Critères de choix pour un accès veineux de courte et moyenne durées

Arbre décisionnel issu d’un travail du Groupe Interdisciplinaire Francophone Accès Vasculaires (Gifav) réalisé en 2019 avec le soutien des laboratoires Vygon. Le GIFAV rappelle qu’aucun arbre décisionnel ou algorithme ne peut se substituer à une discussion multidisciplinaire centrée sur les besoins spécifiques d’un patient.

Remarques :

– Le choix du type et du matériau du cathéter doit aussi prendre en compte le besoin d’injection à haut débit de produit de contraste pour les examens scanners et IRM.

– La durée d’implantation du cathéter périphérique court, variable selon le contexte (enfants, capital veineux restreint…), peut dépasser 96 heures sous réserve d’une surveillance attentive du site d’insertion et en l’absence de complications (signes inflammatoires, douleur durant ou en dehors des injections/perfusions, oedème du bras, fièvre).

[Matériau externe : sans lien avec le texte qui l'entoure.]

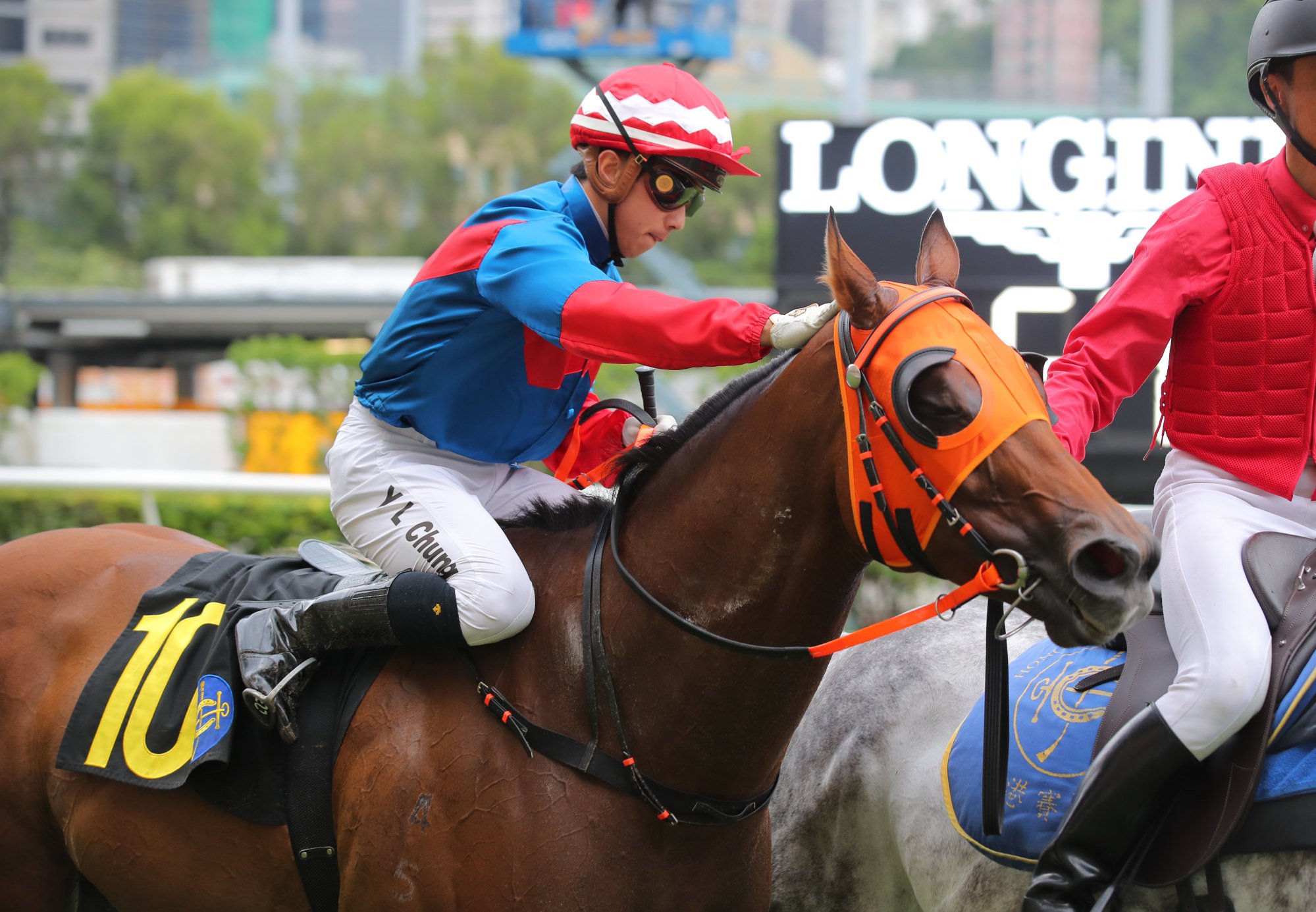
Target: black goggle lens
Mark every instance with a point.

– Le PICC et la Midline sont à éviter en cas d’un éventuel recours à la réalisation d’une fistule artério-veineuse

– Le PICC est préféré à la Midline et au cathéter périphérique en cas de prises de sang fréquentes.

– En cas de manque d’informations, si l’infirmière a un doute sur la qualité du cathéter, PICC ou Midline, elle n’injecte que les médicaments et solutés adaptés pour la voie périphérique, seuls autorisés pour la Midline.

PICC central et Midline périphérique

Avec un même point d’émergence cutanée, PICC et Midline exposent à un risque de confusion

Indication du PICC en fonction de la durée*

Durée de maintien d’un traitement à partir de laquelle un PICC peut remplacer un Cathéter veineux périphériques (CVP), et au-delà de laquelle il est souhaitable d’utiliser un dispositif intra-veineux de longue durée : cathéters veineux centraux (CVC) ou chambres à cathéter implantables (CCI).

*« Bonnes pratiques et gestion des risques associés aux PICC », CClin et Arlin du Sud-Est, 2014.